Apache Flume Ganglia monitoring on AWS EC2

This is the first post in series about Twitter Data processing using Amazon EC2.

Here i will describe step-by-step how to set up the Apache Flume Ganglia monitoring on the single EC2 instance.

1. EC2 configuration

t2.micro + AMI Linux

Flume is a very lightweight tool, so it doesn’t requires too much processing power to stream some data in single process mode, thats why i’ve choose t2.micro instance.

2. Ganglia installation

sudo yum install ganglia ganglia-gmond ganglia-gmetad ganglia-web
sudo service gmetad start
sudo service gmond start
sudo service httpd start

If you want to start those services automatically during EC2 startup,
run the following commands:

sudo chkconfig gmond on
sudo chkconfig gmetad on
sudo chkconfig httpd on

After that we should be able to access Ganglia UI by url like:

http://your-instance-public-dns-name/ganglia

and see some basic metrics about your EC2 instance.

In case of getting error

403 Forbidden. You don’t have permission to access /ganglia on this server.

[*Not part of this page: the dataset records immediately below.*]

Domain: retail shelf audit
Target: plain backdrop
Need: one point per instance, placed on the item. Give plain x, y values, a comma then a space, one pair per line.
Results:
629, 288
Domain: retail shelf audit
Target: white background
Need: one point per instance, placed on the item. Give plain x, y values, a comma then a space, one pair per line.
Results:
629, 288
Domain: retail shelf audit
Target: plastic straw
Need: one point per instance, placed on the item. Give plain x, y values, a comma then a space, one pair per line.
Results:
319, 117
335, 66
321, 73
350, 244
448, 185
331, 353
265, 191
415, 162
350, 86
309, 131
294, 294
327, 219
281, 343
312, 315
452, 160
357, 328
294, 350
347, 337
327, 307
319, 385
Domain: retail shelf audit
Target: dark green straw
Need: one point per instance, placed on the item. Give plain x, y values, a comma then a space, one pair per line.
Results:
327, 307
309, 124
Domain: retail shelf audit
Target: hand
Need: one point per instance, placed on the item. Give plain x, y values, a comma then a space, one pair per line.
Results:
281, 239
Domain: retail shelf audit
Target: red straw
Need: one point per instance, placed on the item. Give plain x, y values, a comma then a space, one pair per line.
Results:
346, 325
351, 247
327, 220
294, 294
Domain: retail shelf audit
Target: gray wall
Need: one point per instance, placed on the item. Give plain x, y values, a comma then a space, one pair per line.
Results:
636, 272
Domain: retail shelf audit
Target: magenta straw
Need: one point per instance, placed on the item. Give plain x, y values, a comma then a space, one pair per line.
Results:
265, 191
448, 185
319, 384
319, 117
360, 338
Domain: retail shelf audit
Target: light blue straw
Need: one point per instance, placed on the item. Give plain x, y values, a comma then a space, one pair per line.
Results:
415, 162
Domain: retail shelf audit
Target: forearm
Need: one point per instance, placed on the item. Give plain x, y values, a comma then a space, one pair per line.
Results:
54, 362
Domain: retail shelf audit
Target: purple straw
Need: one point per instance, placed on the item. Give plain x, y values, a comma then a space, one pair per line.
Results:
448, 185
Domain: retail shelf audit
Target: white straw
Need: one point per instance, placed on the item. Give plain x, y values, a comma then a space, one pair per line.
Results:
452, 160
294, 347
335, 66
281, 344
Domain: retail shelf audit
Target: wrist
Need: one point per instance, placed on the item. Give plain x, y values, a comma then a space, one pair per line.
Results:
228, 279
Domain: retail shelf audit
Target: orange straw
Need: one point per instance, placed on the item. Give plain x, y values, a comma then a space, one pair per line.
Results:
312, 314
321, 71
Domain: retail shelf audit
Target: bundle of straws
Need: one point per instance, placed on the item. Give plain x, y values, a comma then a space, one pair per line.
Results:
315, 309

You can check the answer provided here: http://stackoverflow.com/questions/23515934/unable-to-view-ganglia-dashboard

3. Ganglia configuration

Next step we need to configure ganglia demons.

By default it gets proper configuration for generic linux server, but is not EC2 case.

I will follow simple logic here – i have configured amazon EMR cluster, which already includes ganglia with proper configs, so i will use them as a templates.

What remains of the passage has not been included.